Pada 13 April 2016, Komisi untuk Orang Hilang dan Korban Tindak
Kekerasan (Kontras), Pusat Studi Hukum dan Kebijakan (PSHK), Masyarakat
Profesi Penilai Indonesia (Mappi), Fakultas Hukum Universitas Indonesia
(FHUI), dan Indonesia Jentera School of
Law menyelenggarakan diskusi dan peluncuran buku yang membahas tentang
putusan perkara kasus Jakarta International School (JIS). Kasus ini menguji
kemampuan penegak hukum untuk memperhatikan kerentanan dari dua sisi: anak
dan tersangka, hingga terjadi perbenturan antara para pembela hak anak dan
para pembela hak tersangka.
Perlindungan
anak vs perlindungan tersangka
UU Sistem Peradilan Pidana Anak dan UU Perlindungan Anak telah
mengakomodasi berbagai hak yang dimiliki oleh anak yang menjadi korban tindak
pidana. Anak memiliki hak mendapatkan perlindungan, hak untuk dirahasiakan
identitasnya, dan hak untuk didampingi selama proses peradilan oleh orangtua
atau orang yang dipercaya oleh anak. Juga punya hak untuk mendapat perlakuan
secara manusiawi, penyediaan petugas pendamping khusus anak, penyediaan
sarana dan prasarana, yang seluruhnya untuk kepentingan terbaik bagi anak.
Tak ada satu pun maksud dari aturan ini untuk mengesampingkan hak tersangka.
Proses peradilan pidana yang baik seharusnya dapat menampung hak
bagi anak yang menjadi korban dan juga pelaku. Sebab, mengesampingkan hak
tersangka sama sekali tak akan membantu anak ataupun masyarakat menemukan
keadilan (Legal Action Group, 2005). Mengutip pernyataan Kontras dan Mappi
pada bedah buku tersebut, apabila penegak hukum mengesampingkan hak
tersangka, memaksakan proses peradilan hingga akhirnya menghukum orang yang
tidak bersalah, tidak menutup kemungkinan pelaku yang sebenarnya tidak
ditangkap. Ini artinya keadilan bagi anak tidak benar-benar ditegakkan.
Perlindungan anak tidak seperti ini.
Berdasarkan diskusi eksaminasi putusan kasus JIS, disebutkan
bahwa proses rekonstruksi dan pemeriksaan dari pihak korban didominasi oleh
keterangan orangtua, bukan dari anak itu sendiri.
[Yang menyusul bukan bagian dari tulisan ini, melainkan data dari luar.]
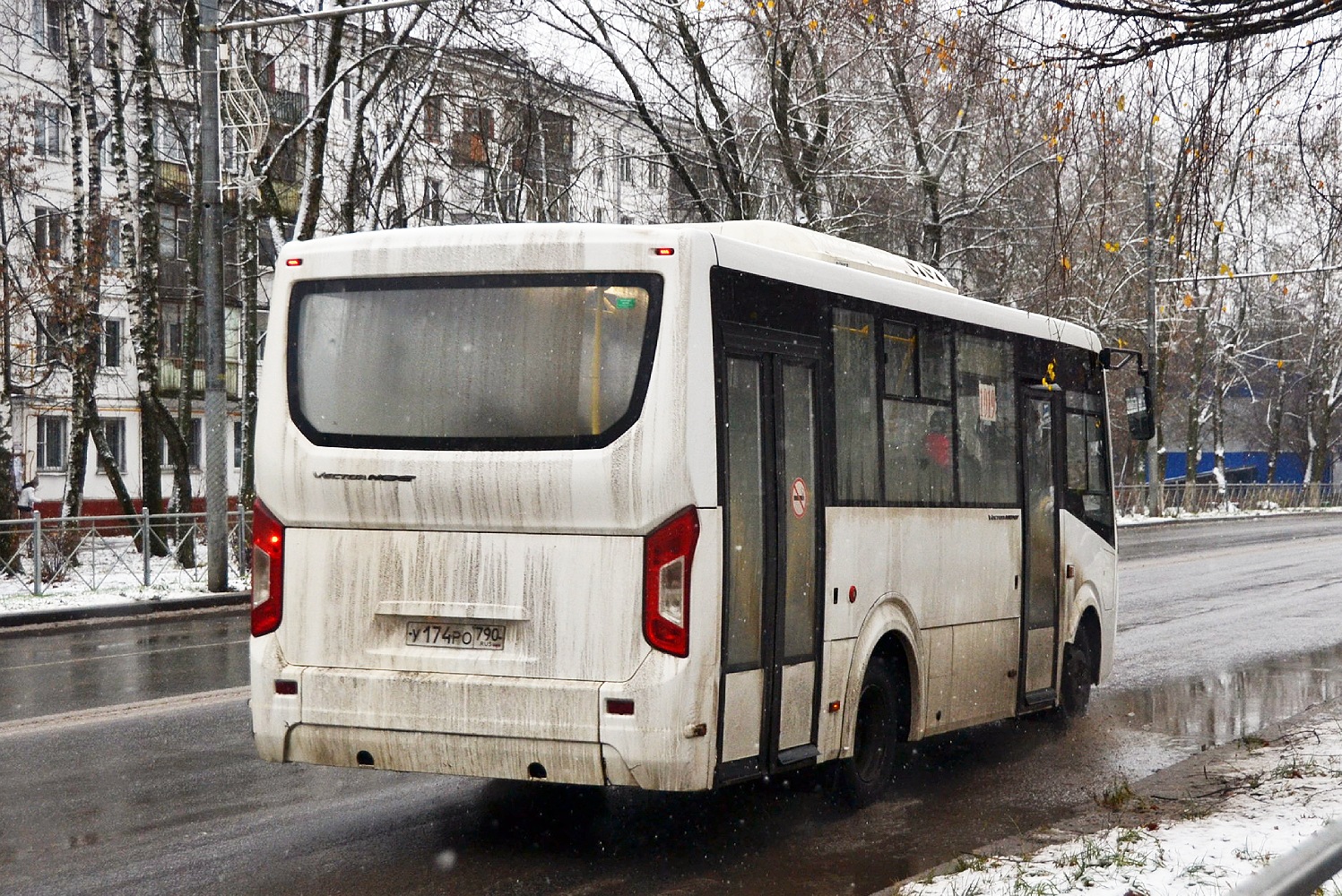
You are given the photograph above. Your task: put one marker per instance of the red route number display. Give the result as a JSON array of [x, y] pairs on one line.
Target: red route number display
[[799, 498]]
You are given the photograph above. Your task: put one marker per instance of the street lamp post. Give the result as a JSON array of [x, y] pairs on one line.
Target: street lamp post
[[212, 264], [1155, 482], [212, 283]]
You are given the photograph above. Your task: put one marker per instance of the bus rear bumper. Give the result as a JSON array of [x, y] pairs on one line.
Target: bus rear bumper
[[442, 753], [478, 726]]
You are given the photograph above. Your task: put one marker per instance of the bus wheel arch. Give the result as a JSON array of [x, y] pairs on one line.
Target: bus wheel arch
[[879, 712], [1080, 666], [1088, 631]]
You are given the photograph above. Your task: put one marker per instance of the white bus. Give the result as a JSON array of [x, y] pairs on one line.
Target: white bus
[[669, 507]]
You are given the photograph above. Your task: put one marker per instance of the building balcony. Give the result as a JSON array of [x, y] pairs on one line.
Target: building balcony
[[170, 377]]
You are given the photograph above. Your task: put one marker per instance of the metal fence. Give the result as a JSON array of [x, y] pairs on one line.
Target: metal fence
[[1231, 498], [100, 553]]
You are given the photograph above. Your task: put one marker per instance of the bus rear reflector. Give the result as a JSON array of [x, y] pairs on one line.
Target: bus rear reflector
[[267, 572], [667, 556]]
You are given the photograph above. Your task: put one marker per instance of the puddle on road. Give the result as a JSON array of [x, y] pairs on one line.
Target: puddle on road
[[1217, 709]]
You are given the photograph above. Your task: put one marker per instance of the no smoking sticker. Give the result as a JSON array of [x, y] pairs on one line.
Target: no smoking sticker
[[799, 498]]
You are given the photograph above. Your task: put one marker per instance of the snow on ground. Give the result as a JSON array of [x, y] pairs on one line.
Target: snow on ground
[[109, 572], [1232, 512], [1280, 794]]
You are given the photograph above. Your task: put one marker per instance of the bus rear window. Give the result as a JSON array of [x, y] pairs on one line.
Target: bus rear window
[[545, 361]]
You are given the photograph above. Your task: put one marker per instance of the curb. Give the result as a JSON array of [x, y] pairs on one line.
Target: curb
[[1161, 796], [117, 610]]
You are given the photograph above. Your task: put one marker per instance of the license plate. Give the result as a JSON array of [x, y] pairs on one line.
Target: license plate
[[461, 634]]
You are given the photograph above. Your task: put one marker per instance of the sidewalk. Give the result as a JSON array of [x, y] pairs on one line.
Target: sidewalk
[[1200, 826], [48, 609]]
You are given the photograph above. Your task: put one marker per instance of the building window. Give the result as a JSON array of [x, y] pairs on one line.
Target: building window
[[53, 442], [168, 39], [111, 253], [192, 445], [53, 337], [48, 129], [169, 137], [434, 119], [264, 67], [432, 210], [472, 143], [46, 26], [173, 231], [114, 429], [48, 231], [99, 24], [109, 345]]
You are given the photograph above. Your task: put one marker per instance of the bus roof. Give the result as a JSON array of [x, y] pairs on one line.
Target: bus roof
[[768, 248], [920, 286]]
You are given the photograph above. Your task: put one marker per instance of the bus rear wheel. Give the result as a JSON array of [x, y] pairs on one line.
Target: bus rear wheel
[[880, 709]]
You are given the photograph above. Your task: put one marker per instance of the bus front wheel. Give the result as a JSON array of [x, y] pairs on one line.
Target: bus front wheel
[[880, 706]]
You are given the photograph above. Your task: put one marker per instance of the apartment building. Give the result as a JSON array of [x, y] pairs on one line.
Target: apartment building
[[373, 125]]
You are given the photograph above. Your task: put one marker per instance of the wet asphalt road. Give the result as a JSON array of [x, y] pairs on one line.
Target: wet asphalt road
[[1223, 628]]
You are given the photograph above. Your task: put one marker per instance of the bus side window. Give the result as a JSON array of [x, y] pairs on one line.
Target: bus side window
[[1088, 495], [855, 407], [985, 409], [918, 423]]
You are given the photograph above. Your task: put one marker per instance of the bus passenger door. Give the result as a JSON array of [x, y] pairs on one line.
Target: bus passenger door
[[774, 537], [1042, 426]]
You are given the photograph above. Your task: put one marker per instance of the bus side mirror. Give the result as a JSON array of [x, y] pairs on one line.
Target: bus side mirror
[[1141, 421], [1120, 358]]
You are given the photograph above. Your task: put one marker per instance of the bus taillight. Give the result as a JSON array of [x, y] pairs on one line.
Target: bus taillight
[[667, 555], [267, 570]]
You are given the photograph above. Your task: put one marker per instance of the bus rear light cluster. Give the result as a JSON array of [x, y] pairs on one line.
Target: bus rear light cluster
[[267, 570], [667, 556]]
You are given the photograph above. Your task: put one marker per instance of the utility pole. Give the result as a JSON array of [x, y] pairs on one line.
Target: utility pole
[[1155, 482], [212, 285], [212, 264]]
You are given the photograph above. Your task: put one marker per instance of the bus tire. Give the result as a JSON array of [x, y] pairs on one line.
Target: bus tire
[[861, 779], [1078, 674]]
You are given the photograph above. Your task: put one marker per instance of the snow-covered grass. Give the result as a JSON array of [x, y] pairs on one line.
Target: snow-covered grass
[[1279, 794], [107, 570], [1232, 512]]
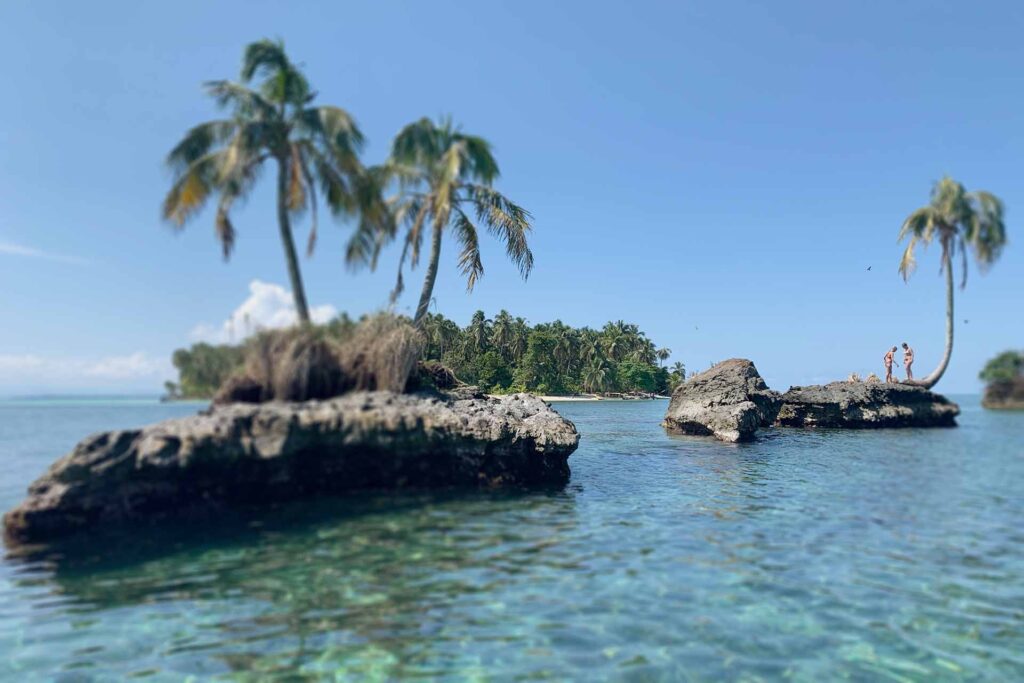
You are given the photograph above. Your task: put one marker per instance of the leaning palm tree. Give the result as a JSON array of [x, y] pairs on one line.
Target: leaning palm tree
[[443, 175], [961, 221], [274, 121], [595, 377]]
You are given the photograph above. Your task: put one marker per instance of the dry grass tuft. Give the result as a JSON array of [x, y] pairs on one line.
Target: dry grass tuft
[[306, 364], [382, 353]]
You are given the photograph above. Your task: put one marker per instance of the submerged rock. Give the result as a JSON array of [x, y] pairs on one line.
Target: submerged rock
[[729, 401], [1008, 395], [255, 454], [865, 406]]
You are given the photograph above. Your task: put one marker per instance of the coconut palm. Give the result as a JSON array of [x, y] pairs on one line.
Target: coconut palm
[[595, 377], [445, 175], [274, 121], [478, 333], [501, 333], [961, 221]]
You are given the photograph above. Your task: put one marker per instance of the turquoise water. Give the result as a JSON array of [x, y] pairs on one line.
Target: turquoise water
[[890, 555]]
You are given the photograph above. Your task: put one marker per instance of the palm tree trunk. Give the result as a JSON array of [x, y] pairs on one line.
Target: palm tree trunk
[[301, 307], [428, 283], [936, 375]]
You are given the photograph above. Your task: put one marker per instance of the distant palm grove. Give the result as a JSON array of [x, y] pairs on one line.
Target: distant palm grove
[[500, 354]]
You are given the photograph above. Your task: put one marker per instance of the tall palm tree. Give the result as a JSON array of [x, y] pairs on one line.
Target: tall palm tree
[[501, 333], [961, 221], [274, 121], [444, 174], [478, 332], [595, 377]]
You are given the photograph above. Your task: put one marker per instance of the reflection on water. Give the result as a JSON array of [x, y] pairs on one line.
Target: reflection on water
[[812, 555]]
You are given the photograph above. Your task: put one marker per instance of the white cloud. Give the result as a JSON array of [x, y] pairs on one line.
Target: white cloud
[[32, 370], [267, 306], [11, 249]]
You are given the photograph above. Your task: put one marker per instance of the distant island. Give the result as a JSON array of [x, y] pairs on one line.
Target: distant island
[[1004, 377], [500, 355]]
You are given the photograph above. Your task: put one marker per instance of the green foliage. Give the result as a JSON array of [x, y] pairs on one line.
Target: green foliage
[[203, 368], [1005, 368], [507, 354], [962, 222], [270, 118], [445, 186]]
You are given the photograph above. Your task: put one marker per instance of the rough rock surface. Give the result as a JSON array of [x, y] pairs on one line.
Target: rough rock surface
[[1005, 395], [729, 401], [246, 454], [865, 406]]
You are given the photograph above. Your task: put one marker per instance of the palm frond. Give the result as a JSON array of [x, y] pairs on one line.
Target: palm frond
[[199, 141], [469, 260], [507, 221], [908, 263], [480, 162], [333, 128], [918, 224], [311, 185], [283, 81], [190, 189], [223, 227], [296, 200], [245, 101]]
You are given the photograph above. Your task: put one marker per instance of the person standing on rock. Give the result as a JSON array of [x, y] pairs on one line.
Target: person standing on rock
[[888, 359], [907, 360]]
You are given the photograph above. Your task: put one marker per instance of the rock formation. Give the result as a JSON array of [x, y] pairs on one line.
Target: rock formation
[[256, 454], [865, 406], [729, 401], [1008, 395]]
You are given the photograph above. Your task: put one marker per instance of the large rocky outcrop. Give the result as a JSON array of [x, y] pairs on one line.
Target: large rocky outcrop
[[1007, 395], [255, 454], [729, 401], [865, 406]]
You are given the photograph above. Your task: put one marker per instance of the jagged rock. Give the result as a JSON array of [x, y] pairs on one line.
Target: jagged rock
[[865, 406], [256, 454], [729, 401], [1007, 395]]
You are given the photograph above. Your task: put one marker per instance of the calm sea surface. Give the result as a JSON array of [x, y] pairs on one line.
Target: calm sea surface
[[810, 555]]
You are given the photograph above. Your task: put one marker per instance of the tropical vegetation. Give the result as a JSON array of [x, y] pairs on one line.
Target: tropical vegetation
[[500, 354], [445, 181], [962, 222], [273, 121]]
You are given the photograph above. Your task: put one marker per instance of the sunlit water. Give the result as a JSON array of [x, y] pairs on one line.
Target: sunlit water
[[890, 555]]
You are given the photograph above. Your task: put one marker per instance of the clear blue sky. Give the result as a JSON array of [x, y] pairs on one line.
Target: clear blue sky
[[721, 174]]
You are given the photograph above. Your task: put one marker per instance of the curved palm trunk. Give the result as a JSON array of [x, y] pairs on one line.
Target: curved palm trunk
[[428, 283], [932, 380], [289, 243]]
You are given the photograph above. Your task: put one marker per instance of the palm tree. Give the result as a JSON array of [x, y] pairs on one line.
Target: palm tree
[[272, 122], [679, 369], [442, 172], [595, 377], [478, 333], [501, 333], [962, 221]]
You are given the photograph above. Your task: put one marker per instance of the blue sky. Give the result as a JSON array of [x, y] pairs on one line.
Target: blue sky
[[721, 174]]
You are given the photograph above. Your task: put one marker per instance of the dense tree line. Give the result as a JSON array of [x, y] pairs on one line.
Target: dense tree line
[[501, 354], [508, 354]]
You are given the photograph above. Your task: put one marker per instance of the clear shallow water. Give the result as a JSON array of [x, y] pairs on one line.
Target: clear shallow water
[[891, 555]]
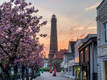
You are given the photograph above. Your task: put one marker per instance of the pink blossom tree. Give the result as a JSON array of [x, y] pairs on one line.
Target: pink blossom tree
[[19, 33]]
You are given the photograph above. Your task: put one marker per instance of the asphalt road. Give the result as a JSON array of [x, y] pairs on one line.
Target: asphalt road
[[49, 76]]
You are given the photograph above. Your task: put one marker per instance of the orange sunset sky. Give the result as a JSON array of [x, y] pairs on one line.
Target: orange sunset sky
[[75, 19]]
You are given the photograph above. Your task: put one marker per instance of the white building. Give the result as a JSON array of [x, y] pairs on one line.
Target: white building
[[102, 40]]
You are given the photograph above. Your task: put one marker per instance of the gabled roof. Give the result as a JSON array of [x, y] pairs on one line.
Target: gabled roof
[[59, 54]]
Kenyataan ini
mengindikasikan telah terjadi pelanggaran hak anak untuk didengar
pendapatnya. Apabila masih ada penegak hukum yang menyatakan bahwa anak tidak
memiliki kemampuan untuk menyatakan pendapat, menyatakan keinginannya, dan
merekonstruksi sebuah kejadian, maka kemampuan, perspektif, dan sensitivitas
penegak hukumlah yang seharusnya dipertanyakan.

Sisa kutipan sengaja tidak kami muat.